La condamnation de Marine Le Pen vue par les télés étrangères

“Tremblement de terre, onde de choc, séisme”, résume une journaliste de Radio Canada. Sur les plateaux télévisés étrangers, les hyperboles ne manquent pas pour qualifier la récente condamnation de Marine Le Pen. Poursuivie dans l’affaire des assistants parlementaires européens pour détournement de fonds publics, la présidente du Rassemblement national a été condamnée lundi 31 mars à une peine de quatre ans de prison, dont deux ans ferme et cinq ans d’inéligibilité, avec une exécution provisoire. En d’autres termes, pour l’instant, “elle ne peut pas se présenter à la présidentielle de 2027”, résume une journaliste espagnole de la RTVE.

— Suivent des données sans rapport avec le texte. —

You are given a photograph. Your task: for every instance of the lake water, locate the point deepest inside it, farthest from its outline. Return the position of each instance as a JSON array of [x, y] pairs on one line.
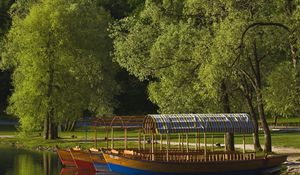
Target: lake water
[[22, 162]]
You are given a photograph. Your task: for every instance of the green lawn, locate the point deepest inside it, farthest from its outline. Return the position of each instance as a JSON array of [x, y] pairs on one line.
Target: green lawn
[[86, 139]]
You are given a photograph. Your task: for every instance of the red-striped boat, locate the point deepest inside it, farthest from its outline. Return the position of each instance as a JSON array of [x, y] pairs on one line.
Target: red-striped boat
[[82, 159], [65, 157]]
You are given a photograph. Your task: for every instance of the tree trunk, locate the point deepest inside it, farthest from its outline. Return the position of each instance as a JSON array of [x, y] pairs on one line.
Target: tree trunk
[[267, 133], [52, 132], [226, 108], [46, 127], [256, 141], [260, 104]]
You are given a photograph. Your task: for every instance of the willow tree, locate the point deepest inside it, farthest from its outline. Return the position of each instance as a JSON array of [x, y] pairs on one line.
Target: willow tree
[[59, 54], [169, 43]]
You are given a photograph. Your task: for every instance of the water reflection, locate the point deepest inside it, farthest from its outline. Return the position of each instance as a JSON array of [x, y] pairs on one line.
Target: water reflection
[[74, 171], [20, 162]]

Sur la chaîne britannique conservatrice GB News, la présentatrice souffle “Oh mon Dieu !” à l’annonce du verdict. Ce dernier a d’ailleurs été accueilli très sévèrement par plusieurs plateaux télévisés conservateurs du monde entier. “Faut-il y voir le ‘tout nouveau modèle européen de démocratie’ ? Tout porte à croire que les prétendues élites européennes ne veulent pas que les partis de droite accèdent au pouvoir”, affirme un reporter du Poland Daily News. Pour “preuve” ultime : le journaliste compare la situation de Marine Le Pen à celle de Calin Georgescu, figure d’extrême droite en Roumanie, exclu en mars dernier de la course à la présidentielle à la suite de soupçons d’ingérence russe en sa faveur.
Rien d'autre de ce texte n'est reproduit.